Die Diskussion um die Feinstaubbelastung und die späte Einführung von Dieselfiltern wird einzelne Autohersteller nach Einschätzung des Branchenexperten Ferdinand Dudenhöffer teuer zu stehen kommen. "Der Diesel ohne Partikelfilter ist fast zum Ladenhüter geworden", sagte der Professor für Automobilwirtschaft am Donnerstag, 31.03., in Gelsenkirchen.

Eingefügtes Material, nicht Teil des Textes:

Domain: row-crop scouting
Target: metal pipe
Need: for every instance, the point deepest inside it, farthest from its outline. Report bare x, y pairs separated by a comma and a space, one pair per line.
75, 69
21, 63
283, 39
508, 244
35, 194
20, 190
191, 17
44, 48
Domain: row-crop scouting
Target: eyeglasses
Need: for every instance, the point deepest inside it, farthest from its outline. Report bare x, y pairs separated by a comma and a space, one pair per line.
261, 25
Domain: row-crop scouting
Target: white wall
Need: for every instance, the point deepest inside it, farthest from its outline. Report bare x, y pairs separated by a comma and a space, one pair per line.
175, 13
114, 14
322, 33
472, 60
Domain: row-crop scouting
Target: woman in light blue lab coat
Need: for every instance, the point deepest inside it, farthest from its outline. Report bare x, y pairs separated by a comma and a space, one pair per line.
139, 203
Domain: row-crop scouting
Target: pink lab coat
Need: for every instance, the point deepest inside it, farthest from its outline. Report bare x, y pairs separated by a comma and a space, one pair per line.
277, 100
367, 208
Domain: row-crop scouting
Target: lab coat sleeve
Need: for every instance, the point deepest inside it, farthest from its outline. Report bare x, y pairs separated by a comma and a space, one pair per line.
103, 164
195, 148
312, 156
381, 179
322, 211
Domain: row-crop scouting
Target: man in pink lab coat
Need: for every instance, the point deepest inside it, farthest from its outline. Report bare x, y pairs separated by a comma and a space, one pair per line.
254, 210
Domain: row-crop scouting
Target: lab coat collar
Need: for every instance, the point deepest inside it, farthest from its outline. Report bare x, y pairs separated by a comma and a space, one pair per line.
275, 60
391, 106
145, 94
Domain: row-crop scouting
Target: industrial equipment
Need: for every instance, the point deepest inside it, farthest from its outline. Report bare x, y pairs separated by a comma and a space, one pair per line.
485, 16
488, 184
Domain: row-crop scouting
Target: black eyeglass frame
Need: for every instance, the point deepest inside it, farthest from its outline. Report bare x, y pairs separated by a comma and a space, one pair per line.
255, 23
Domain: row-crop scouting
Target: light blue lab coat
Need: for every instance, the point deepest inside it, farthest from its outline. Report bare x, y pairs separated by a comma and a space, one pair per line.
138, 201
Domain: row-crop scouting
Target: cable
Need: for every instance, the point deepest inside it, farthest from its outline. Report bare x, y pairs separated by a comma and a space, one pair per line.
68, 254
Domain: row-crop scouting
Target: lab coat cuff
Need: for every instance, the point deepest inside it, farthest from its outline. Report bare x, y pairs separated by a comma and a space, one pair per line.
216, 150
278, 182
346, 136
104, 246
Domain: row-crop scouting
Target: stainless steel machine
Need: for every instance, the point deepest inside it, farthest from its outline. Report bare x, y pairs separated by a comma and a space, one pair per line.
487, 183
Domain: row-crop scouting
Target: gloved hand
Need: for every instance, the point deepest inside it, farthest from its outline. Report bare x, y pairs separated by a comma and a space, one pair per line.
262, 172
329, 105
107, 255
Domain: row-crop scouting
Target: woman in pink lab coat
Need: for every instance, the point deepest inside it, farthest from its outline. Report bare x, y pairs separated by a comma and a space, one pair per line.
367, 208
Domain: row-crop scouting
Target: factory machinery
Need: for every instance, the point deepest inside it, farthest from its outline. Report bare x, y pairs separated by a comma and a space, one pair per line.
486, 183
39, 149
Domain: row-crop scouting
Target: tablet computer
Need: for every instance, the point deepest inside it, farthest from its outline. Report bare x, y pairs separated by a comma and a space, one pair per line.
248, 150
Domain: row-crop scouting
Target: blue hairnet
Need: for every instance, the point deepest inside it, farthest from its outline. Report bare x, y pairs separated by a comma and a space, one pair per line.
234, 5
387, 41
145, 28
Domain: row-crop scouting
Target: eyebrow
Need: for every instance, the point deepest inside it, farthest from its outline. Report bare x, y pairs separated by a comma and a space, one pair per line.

Die Fahrzeuge seien nur mit Rabatten verkaufbar. "Damit geraten die Margen der Hersteller mit schlechtem Partikelfilterangebot unter Druck."

Besonders betroffen seien Audi und Volkswagen, die in Deutschland einen hohen Dieselanteil hätten. Daher werde es für den Volkswagen-Konzern schwerer, seine Gewinnziele in diesem Jahr zu erreichen. Betroffen seien aber auch ausländische Hersteller wie Ford, Renault und Toyota. Dudenhöffer rechnet damit, dass in den nächsten Monaten mindestens 30.000 Fahrzeug-Verkäufe in die Zukunft verschoben werden. Der Gesetzentwurf zur steuerlichen Förderung von Dieselfahrzeugen mit Filter, den die Bundesregierung vor der Sommerpause vorlegen will, komme zu spät. "Bis Ende Juli sind 62 Prozent der Zulassungen des Jahres gelaufen.

" Für einzelne Hersteller sei die aktuelle Diskussion aber auch eine Chance, sagte Dudenhöffer. "Dass es auch in schwierigen Situationen nicht nur Verlierer gibt, zeigt sich an Mercedes und PSA Peugeot Citroën." Beide hätten durch das breite Angebot von Fahrzeugen mit Filter die Chancen, Absatz und Gewinnmargen zu verbessern.